Le Cléac’h passe donc en 2e position au classement, suivi de Davies (3e) et ainsi de suite, selon le reclassement général des 19 concurrents en lice sur 30 au départ. Déperdition normale pour ce genre de course, selon le grand vainqueur Desjoyeaux.

Le bolide Guillemot (4e) tient les 15 nœuds de moyenne mais, au pointage de 15 h, il n’avait pas encore raflé la troisième place à Davies. Cette dernière, à l’est de Guillemot, suit un parcours plus court mais plus lent aussi en raison des vents. Cafarri (6e) commence à faire de la vitesse à deux chiffres. Enfin et tant mieux pour elle, elle est repartie ! Le pot-au-noir, elle y aura gouté longtemps, c’est le moins qu’on puisse dire.

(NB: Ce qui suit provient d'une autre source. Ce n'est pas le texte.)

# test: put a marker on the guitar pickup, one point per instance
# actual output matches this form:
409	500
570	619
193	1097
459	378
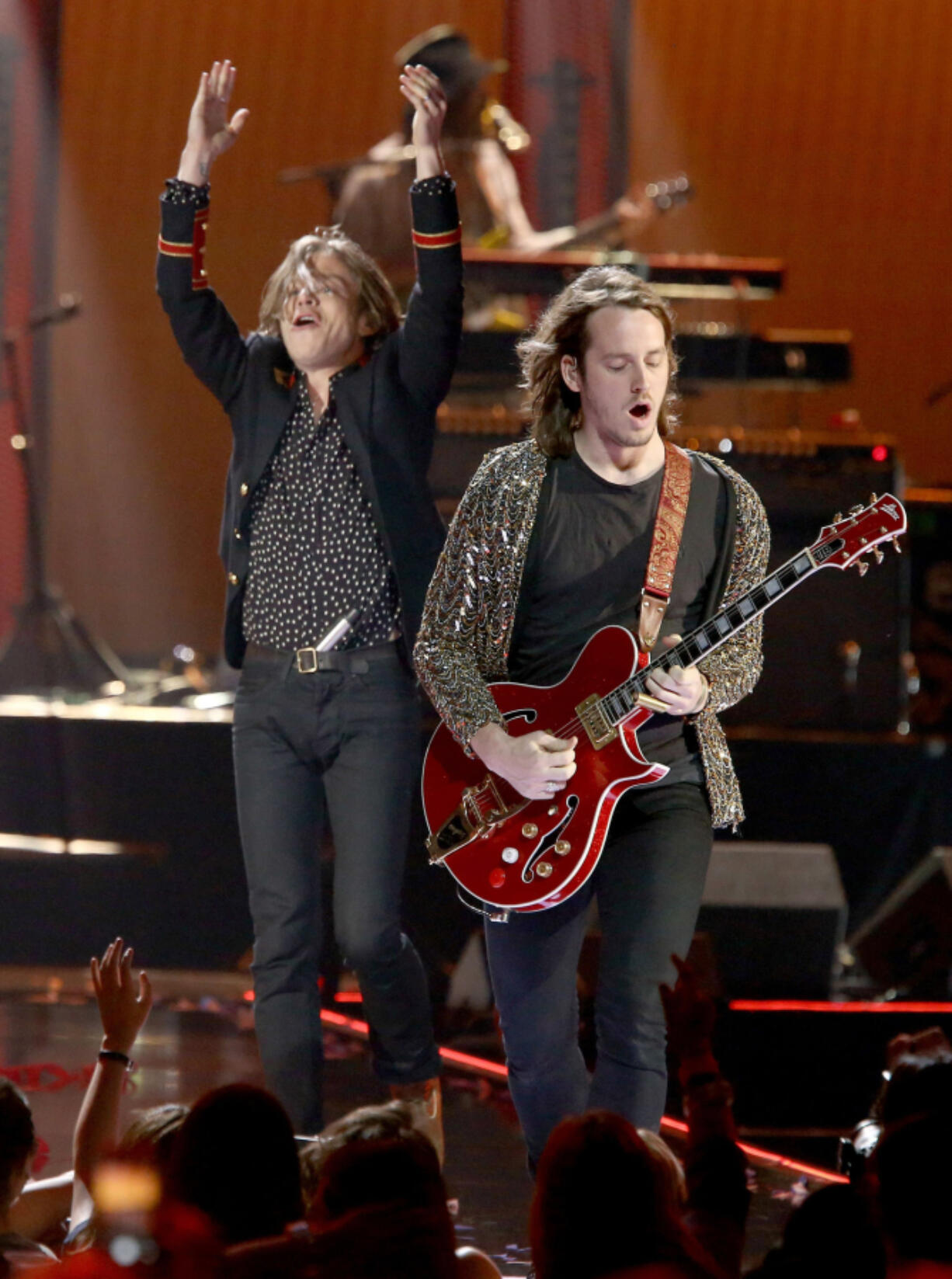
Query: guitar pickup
481	808
596	723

Boissières (7e) entre dans le pot-au noir. D’après la carte des vents, il aura tôt fait de le traverser et de passer dans l’hémisphère nord. Ça doit commencer à sentir l’arrivée pour lui aussi après sa longue et pénible remontée de l’Atlantique sud. Au moins, il peut se consoler d’avoir gagné du terrain sur Cafarri. Le malheur des uns fait le bonheur des autres, du moins en théorie. Entre skippers du Vendée Globe, l’équation n’est pas aussi simpliste, camaraderie oblige.

Dinelli (10e) a passé le Horn comme une fleur. Sadleck (11e), toujours dans le Pacifique sud devra faire preuve de patience jusqu’à ce que des vents bienveillants viennent le cueillir au passage pour lui faire rejoindre Dinelli dans l’Atlantique sud. Le Pacifique sud se fermera alors sur cette édition du Vendée Globe. Adieu Pacifique immense et majestueux, adieu longue houle, adieu albatros… A dans quatre ans d’ici.